Is this a proper usage of union

Question

I want to have named fields rather than indexed fields, but for some usage I have to iterate on the fields. Dumb simplified example:

struct named_states {float speed; float position;};

#define NSTATES (sizeof(struct named_states)/sizeof(float))
union named_or_indexed_states {
   struct named_states named;
   float indexed[NSTATES];
}
...
union named_or_indexed_states states,derivatives;
states.named.speed = 0;
states.named.position = 0;
...
derivatives.named.speed = acceleration;
derivatives.named.position= states.named.speed;
...
/* This code is in a generic library (consider nstates=NSTATES) */
for(i=0;i<nstates;i++)
    states.indexed[i] += time_step*derivatives.indexed[i];

This avoid a copy from named struct to indexed array and vice-versa, and replace it with a generic solution and is thus easier to maintain (I have very few places to change when I augment the state vector).It also work well with various compiler I tested (several versions of gcc/g++ and MSVC).

But theorically, as I understand it, it does not strictly adhere to proper union usage since I wrote named field then read indexed field, and I'm not sure at all we can say that they share same struct fields...

Can you confirm that's it's theorically bad (non portable)?

Should I better use a cast, a memcpy() or something else?

Apart theory, from pragmatic POV is there any REAL portability issue (some incompatible compiler, exotic struct alignment, planned evolutions...)?

EDIT: your answers deserve a bit more clarification about my intentions that were:

to let programmer focus on domain specific equations and release them from maintenance of conversion functions (I don't know how to write a generic one, apart cast or memcpy tricks which do not seem more robust)
to add a bit more coding security by using struct (fully controlled by compiler) vs arrays (decalaration and access subject to more programmer mistakes)
to avoid polluting namespace too much with enum or #define

I need to know

how portable/dangerous is my steering off the standard (maybe some compiler with aggressive inlining will use full register solution and avoid any memory exchange ruining the trick),
and if I missed a standard solution that address above concerns in part or whole.

There may be padding bytes in the struct that do not get reflected in the array ... — pmg, Aug 14 '12 at 17:19
That's certainly not the right syntax for arrays (`indexed` inside the union). — eq-, Aug 14 '12 at 17:24
@Griwes, this one here is not a duplicate of the one you are linking to.

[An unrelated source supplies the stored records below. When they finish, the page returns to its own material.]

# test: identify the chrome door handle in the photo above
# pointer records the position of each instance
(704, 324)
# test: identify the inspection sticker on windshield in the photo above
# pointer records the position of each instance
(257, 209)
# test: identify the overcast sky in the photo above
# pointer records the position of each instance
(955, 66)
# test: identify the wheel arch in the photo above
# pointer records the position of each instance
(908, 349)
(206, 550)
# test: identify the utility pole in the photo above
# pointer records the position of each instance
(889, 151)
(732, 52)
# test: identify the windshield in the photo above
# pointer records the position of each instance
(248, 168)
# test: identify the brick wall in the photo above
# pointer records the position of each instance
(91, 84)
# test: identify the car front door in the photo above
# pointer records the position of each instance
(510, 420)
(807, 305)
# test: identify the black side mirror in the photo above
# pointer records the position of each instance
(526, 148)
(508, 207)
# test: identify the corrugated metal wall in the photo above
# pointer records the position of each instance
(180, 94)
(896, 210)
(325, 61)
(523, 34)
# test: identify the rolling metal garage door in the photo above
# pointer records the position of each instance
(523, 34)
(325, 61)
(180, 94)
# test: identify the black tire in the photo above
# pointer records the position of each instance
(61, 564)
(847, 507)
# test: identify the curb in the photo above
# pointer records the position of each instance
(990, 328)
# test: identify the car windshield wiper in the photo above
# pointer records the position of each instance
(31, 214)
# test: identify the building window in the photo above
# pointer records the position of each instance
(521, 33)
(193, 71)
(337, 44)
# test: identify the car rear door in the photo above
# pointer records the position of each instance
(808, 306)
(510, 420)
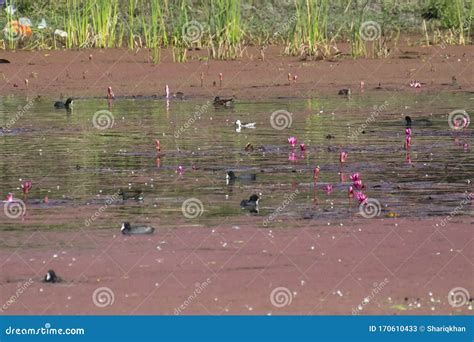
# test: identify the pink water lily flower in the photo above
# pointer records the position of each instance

There, the `union` is done with a `char` array to inspect the individual bytes. This always has well defined behavior. Here, things are a bit more subtle since as pmg says, there could in theory be padding between the fields of the `struct`. — Jens Gustedt, Aug 14 '12 at 18:57

score 3 · Accepted Answer · answered Aug 14 '12 at 17:26

3

There's no requirement that the two fields in named_states line up the same way as the array elements. There's a good chance that they do, but you've got a compiler dependency there.

Here's a simple implementation in C++ of what you're trying to do:

struct named_or_indexed_states {
    named_or_indexed_states() : speed(indexed[0], position(indexed[1]) { }
    float &speed;
    float &position;
    float indexed[2];
};

If the size increase because of the reference elements is too much, use accessors:

struct named_or_indexed_states {
    float indexed[2];
    float& speed() { return indexed[0]; }
    float& position() { return indexed[1]; }
};

The compiler will have no problem inlining the accessors, so reading or writing speed() and position() will be just as fast as if they were member data. You still have to write those annoying parentheses, though.

answered Aug 14 '12 at 17:26

Pete Becker

74,985
8
76
165

Yes, I'm aware that compiler may pad the structure members, but I know no architecture where this would give any advantage with just 32/64 bits float/double members. – aka.nice Aug 14 '12 at 19:49
Clever, however if I remove a state, then I have to rewrite the ctor or all accessors successors... Also the dependency on indexed size is hand-crafted. +1 though because it does not pollute namespace and because necessary changes are concentrated in single location. – aka.nice Aug 14 '12 at 19:53
I accept this answer because I like the C++ example, but IMO, this should be auto-generated code. Griwes confirmation of non-standardness were usefull too, and Coder_Dan pure C solution is correct too. For now, I will keep the union because I need to maintain some old C, but I will add tests and documentation. – aka.nice Aug 16 '12 at 17:29

Griwes · Answer 2 · 2012-08-14T17:42:01.527

2

Only accessing last written member of union is well-defined; the code you presented uses, as far as only standard C (or C++) is concerned, undefined behavior - it may work, but it's wrong way to do it. It doesn't really matter that struct uses the same type as the type of array - there may be padding involved, as well as other invisible tricks used by compiler.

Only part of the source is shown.